Client-server is a relationship in which one program (the client) requests a service or resource from another program (the server). At the turn of the last century, the label client-server was used to distinguish distributed computing by personal computers (PCs) from the monolithic, centralized computing model used by mainframes.
Today, computer transactions in which the server fulfills a request made by a client are very common and the client-server model has become one of the central ideas of network computing. In this context, the client establishes a connection to the server over a local area network (LAN) or wide-area network (WAN), such as the Internet. Once the server has fulfilled the client's request, the connection is terminated. Because multiple client programs share the services of the same server program, a special server called a daemon may be activated just to await client requests.

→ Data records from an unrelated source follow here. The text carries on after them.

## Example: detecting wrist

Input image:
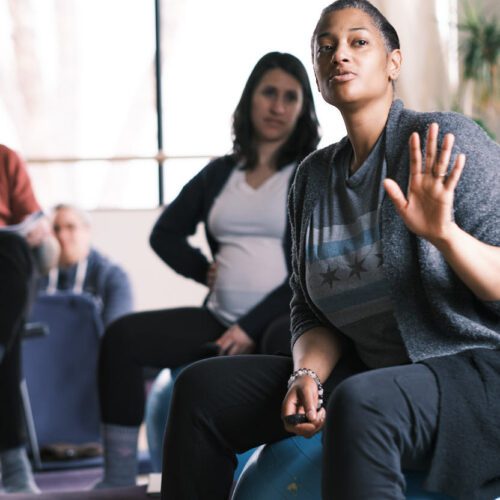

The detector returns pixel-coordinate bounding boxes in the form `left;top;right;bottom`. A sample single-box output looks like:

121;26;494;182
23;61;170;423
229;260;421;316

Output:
429;222;462;253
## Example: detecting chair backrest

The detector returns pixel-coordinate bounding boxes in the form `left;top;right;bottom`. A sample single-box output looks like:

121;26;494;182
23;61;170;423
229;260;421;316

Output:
23;293;103;446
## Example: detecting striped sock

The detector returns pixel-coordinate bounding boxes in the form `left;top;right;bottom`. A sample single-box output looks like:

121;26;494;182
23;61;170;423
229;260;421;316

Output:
0;446;40;493
93;424;139;490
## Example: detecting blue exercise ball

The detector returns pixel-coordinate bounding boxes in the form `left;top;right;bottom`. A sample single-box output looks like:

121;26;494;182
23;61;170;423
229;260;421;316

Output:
232;434;451;500
145;367;255;479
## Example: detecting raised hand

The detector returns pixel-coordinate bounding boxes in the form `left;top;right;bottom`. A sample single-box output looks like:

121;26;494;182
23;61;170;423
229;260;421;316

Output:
384;123;465;243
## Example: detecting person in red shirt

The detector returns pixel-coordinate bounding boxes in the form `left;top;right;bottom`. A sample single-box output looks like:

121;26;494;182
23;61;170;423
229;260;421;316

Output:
0;145;57;493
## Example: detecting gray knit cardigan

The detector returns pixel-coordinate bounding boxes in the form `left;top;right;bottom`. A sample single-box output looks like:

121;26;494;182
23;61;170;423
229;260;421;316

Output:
289;100;500;362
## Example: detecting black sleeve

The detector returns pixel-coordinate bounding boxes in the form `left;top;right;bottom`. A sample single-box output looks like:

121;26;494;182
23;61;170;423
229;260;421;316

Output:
149;167;209;284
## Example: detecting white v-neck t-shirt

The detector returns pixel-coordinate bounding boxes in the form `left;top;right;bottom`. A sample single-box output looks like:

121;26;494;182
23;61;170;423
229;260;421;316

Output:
207;164;295;325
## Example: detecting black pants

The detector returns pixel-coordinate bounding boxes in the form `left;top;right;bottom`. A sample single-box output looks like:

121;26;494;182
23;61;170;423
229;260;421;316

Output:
162;356;438;500
99;307;290;426
0;232;34;451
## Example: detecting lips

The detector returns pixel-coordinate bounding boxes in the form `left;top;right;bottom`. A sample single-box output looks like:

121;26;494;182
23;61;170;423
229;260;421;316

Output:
328;70;356;83
264;118;283;127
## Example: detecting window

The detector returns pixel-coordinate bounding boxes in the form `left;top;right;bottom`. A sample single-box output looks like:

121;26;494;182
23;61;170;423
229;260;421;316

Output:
0;0;360;209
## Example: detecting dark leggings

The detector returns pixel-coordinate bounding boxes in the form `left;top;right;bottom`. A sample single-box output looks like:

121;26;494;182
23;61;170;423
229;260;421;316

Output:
0;233;33;451
162;356;438;500
99;307;290;426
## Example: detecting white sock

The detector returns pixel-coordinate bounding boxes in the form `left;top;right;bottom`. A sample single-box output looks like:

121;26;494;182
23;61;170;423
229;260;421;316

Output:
94;424;139;490
0;446;40;493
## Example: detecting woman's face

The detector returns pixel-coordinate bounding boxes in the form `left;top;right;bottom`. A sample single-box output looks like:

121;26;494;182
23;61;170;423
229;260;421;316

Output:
313;8;401;109
251;68;304;143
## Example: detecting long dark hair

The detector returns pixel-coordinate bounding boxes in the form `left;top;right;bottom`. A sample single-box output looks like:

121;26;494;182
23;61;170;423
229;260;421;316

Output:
233;52;320;170
313;0;400;52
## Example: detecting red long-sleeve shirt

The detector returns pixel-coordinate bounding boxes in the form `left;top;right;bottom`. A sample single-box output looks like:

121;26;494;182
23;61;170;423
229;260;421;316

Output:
0;144;40;226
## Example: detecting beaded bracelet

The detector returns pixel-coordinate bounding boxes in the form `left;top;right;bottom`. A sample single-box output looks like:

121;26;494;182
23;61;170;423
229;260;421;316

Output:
288;368;323;410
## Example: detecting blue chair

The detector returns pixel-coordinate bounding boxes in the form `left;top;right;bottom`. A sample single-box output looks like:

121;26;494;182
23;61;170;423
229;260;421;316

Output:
22;293;103;466
145;367;255;479
231;434;451;500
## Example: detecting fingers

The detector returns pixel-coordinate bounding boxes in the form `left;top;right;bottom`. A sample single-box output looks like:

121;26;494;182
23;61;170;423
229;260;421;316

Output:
281;377;326;437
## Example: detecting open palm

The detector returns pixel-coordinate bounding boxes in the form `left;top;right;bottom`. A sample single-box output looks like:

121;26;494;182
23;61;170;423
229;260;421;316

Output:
384;123;465;242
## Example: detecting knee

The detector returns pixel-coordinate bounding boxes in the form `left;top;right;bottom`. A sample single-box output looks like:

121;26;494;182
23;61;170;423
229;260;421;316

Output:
328;375;370;420
327;374;391;436
170;359;225;417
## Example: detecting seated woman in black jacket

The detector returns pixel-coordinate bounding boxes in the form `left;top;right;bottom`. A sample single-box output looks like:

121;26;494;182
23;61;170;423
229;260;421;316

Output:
97;52;319;488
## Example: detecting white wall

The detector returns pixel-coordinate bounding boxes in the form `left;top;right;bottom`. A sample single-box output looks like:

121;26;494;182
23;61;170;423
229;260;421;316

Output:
91;209;208;310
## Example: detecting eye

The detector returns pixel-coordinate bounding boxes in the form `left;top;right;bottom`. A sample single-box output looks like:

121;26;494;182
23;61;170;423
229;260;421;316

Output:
261;86;277;97
285;91;299;102
318;45;333;54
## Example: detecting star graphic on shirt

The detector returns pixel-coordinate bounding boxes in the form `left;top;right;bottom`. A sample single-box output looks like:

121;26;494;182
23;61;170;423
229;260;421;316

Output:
320;266;340;288
348;255;367;279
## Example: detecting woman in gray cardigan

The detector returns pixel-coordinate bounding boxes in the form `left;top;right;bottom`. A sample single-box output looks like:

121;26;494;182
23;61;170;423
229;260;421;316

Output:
162;0;500;500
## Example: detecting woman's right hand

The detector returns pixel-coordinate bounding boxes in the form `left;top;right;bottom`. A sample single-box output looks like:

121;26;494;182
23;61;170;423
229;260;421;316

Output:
207;261;217;291
281;375;326;438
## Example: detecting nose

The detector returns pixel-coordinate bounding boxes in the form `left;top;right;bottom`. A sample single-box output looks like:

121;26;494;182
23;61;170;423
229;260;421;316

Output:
332;43;350;64
271;96;285;114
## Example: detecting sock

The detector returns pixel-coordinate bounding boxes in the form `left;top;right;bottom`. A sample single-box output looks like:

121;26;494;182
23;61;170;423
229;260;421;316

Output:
0;446;40;493
94;424;139;490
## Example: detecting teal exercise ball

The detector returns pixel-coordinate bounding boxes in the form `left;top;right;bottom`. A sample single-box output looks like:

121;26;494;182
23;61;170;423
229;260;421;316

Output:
145;367;255;479
232;434;451;500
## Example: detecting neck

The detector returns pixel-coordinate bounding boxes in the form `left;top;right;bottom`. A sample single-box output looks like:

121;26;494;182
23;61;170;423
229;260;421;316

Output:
340;95;392;173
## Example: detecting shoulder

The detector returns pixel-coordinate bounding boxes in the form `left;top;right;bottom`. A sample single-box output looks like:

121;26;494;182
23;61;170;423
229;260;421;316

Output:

In the early days of the internet, the majority of network traffic was between remote clients requesting web content and the data center servers that provided the content. This traffic pattern is referred to as north-south traffic. Today, with the maturity of virtualization and cloud computing, network traffic is more likely to be server-to-server, a pattern known as east-west traffic. This, in turn, has changed administrator focus from a centralized security model designed to protect the network perimeter to a decentralized security model that focuses more on controlling individual user access to services and data, and auditing their behavior to ensure compliance with policies and regulations.
An important advantage of the client-server model is that its centralized architecture helps make it easier to protect data with access controls that are enforced by security policies. Also, it doesn't matter if the clients and the server are built on the same operating system because data is transferred through client-server protocols that are platform-agnostic.
An important disadvantage of the client-server model is that if too many clients simultaneously request data from the server, it may get overloaded. In addition to causing network congestion, too many requests may result in a denial of service.
Clients typically communicate with servers by using the TCP/IP protocol suite. TCP is a connection-oriented protocol, which means a connection is established and maintained until the application programs at each end have finished exchanging messages. It determines how to break application data into packets that networks can deliver, sends packets to and accepts packets from the network layer, manages flow control and handles retransmission of dropped or garbled packets as well as acknowledgement of all packets that arrive.In the Open Systems Interconnection (OSI) communication model, TCP covers parts of Layer 4, the Transport Layer, and parts of Layer 5, the Session Layer.
In contrast, IP is a connectionless protocol, which means that there is no continuing connection between the endpoints that are communicating. Each packet that travels through the Internet is treated as an independent unit of data without any relation to any other unit of data. (The reason the packets do get put in the right order is because of TCP.) In the Open Systems Interconnection (OSI) communication model, IP is in layer 3, the Networking Layer.
Other program relationship models included master/slave and peer-to-peer (P2P). In the P2P model, each node in the network can function as both a server and a client. In the master/slave model, one device or process (known as the master) controls one or more other devices or processes (known as slaves). Once the master/slave relationship is established, the direction of control is always one way, from the master to the slave.